I recently made an account on Beehaw because I’ve been having pleasant interactions with the instance from my lemm.ee account. Some good threads, seemed like a progressive space. So I went back to the philosophy documents and read them again, liked most of what I saw (again) and signed up for an account today. Decided to break in my new account by browsing the top posts of the last month. Several of them were threads I recognised and had commented in, and felt like revisiting. Except my comments weren’t there. When I got to a comment I very specifically remember replying to (someone asked what’s up with HBomber and James Somerton), and couldn’t find my comment, I decided to check the modlog.
I’m banned. I’ve been talking into an empty void for 4 months. I was banned for being in bad faith. And one of my comments was removed by an admin, because I told people to assume good faith and apparently that’s not nice.
This doesn’t align at all with the documents I’ve been reading today. The ones about assuming good faith, and about giving people chances to clarify, and about how banning is a last resort only for obvious trolls. When I came to this community 4 months ago to make a post about fediverse drama, I wasn’t interested in active participation in the community, and I didn’t make that post with that in mind. I understand how that might not fit the desires of the community here. But I didn’t make that post in bad faith. I, and whoever wrote those pages on the philosophy of Beehaw, wanted the same thing back then. To create a corner of the internet free of hate speech and full of kindness. Now? I’m jaded and beaten. I don’t want to create a kind community anymore, I want to find one. I’ve given up on that ambition. So that’s why I reread the updated documents with hope. Why I created an account. And why I want to know whether beehaw.org is actually the website I read about in those documents. Because those modlogs say the opposite of what those documents said. If I don’t fit in here, if the ideals I thought I saw aren’t present, I’d like to find out quickly.
Should I still hope?
These statements are very pompous and NOT nice.
Consider this a very strong warning.
Axolotling misunderstood me because they made a mistake. There’s nothing wrong with making mistakes, they don’t make you any worse as a person. Everyone makes mistakes. Sometimes mistakes can lead to hurt feelings, but knowing about them is necessary to solve problems. Axolotling told me that they were having trouble understanding me because I didn’t explain things fully, and they asked me to be more thorough in my explanations.
Do you think nice behaviour is helping people who ask for help in the way they ask for help, changing my behaviour when they ask me to, and being honest and gentle with them about how they can accomplish the goals they want to accomplish? Or do you think nice behaviour is ignoring people who ask for help, refusing to change my behaviour when others ask me to change it, and ignoring problems that other people want solved?

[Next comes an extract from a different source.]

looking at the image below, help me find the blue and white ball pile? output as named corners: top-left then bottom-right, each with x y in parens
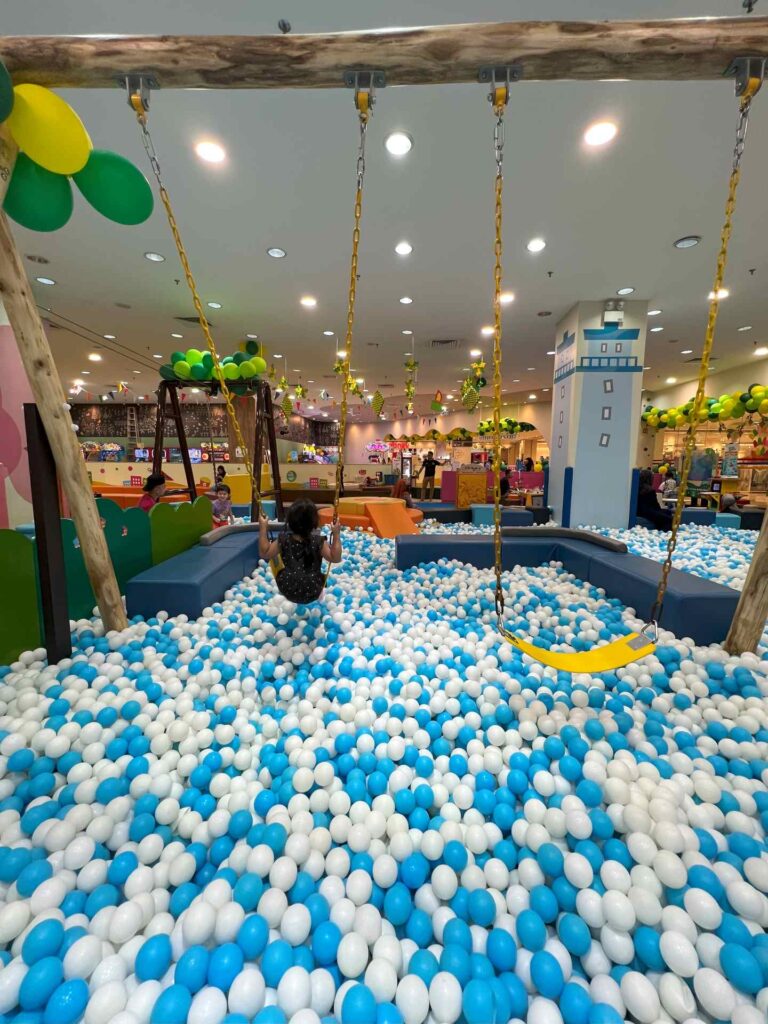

I will follow the rules either way. If you tell me not to tell people they’ve made mistakes, I’ll listen to you. If someone asks for help understanding me again, I’ll explain to them why I can’t help, provided I have your agreement that this is what you want me to do.
Another pompous and accusatory remark.
Listening in silence, without giving advice or telling people what they need to do, would have sufficed here.
However, you have chosen otherwise. You were warned. Goodbye.